Alors que l’on assiste à une montée des rivalités entre les puissances impérialistes et à l’exacerbation des tendances militaristes croissantes, les ressources minières attisent la convoitise des puissances impérialistes, comme l’illustre le cas de l’Ukraine et le conflit autour de l’accaparement de ses minerais par les Etats-Unis, qui entendent vassaliser totalement l’économie ukrainienne. Dans ce contexte, la course aux minerais critiques (vitaux pour des secteurs stratégiques tels que l’aérospatial, la tech ou encore la défense et l’armement) entre grandes puissances bat son plein, chacune cherchant à assurer son indépendance stratégique face à la montée des tensions géopolitiques et au recours de plus en plus fréquent aux stratégies de « coercitive economic statecraft » (introduction de taxes douanières, restrictions à l’exportation ou encore embargo sur des terres rares).

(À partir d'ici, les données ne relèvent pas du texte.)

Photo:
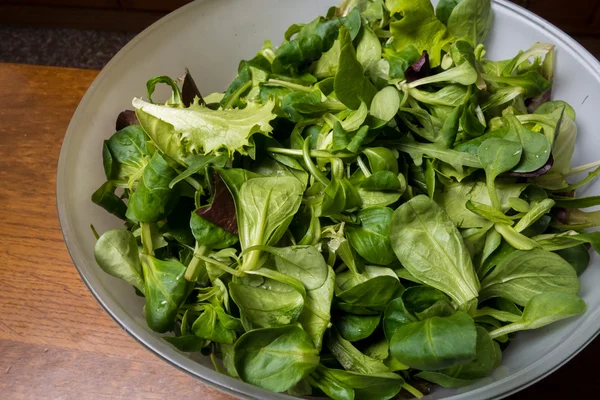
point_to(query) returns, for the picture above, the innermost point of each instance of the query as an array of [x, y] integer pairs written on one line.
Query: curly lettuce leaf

C’est dans ces coordonnées que s’inscrit le développement de l’industrie minière en Guyane, qui recouvre des enjeux majeurs pour l’impérialisme français, plus vulnérable dans le domaine de l’approvisionnement en minerais stratégique et soucieux de réduire sa dépendance à l’égard d’autres puissances impérialistes et régionales en la matière. [2]
Au-delà des ressources minières, l’approvisionnement en hydrocarbure est aussi au centre des préoccupations de la France (comme des autres puissances européennes tout aussi vulnérables en la matière), qui est dépendante à 99% au sujet des importations de pétrole et de gaz pour sa consommation. Le potentiel pétrolifère de la ZEE guyanaise et les espoirs ravivés par les découvertes de gisements d’hydrocarbures dans les eaux du plateau des Guyanes devraient donc rapidement amener l’Etat français à réaccorder des permis d’exploration des fonds marins aux majors pétrolières.
Le projet de relance des recherches et de l’exploitation d’hydrocarbures, tout comme le développement de l’industrie minière, ne répondent ainsi aucunement pour l’Etat français à des préoccupations pour le développement économique de la Guyane, qui viserait à sortir ses habitants d’une misère structurelle dans une colonie toujours marquée par un taux de pauvreté record presque 80 ans après sa départementalisation. Les classes exploitées et opprimées, notamment les peuples autochtones et les milliers de travailleurs illégalisés, de Guyane ne verront pas la couleur de l’or noir, tout comme la classe ouvrière du Guyana attend toujours les retombées de la rente pétrolière de ce nouveau « Qatar », essentiellement captée par la multinationale ExxonMobile dont le chiffre d’affaires est 20 fois supérieur au PIB du pays.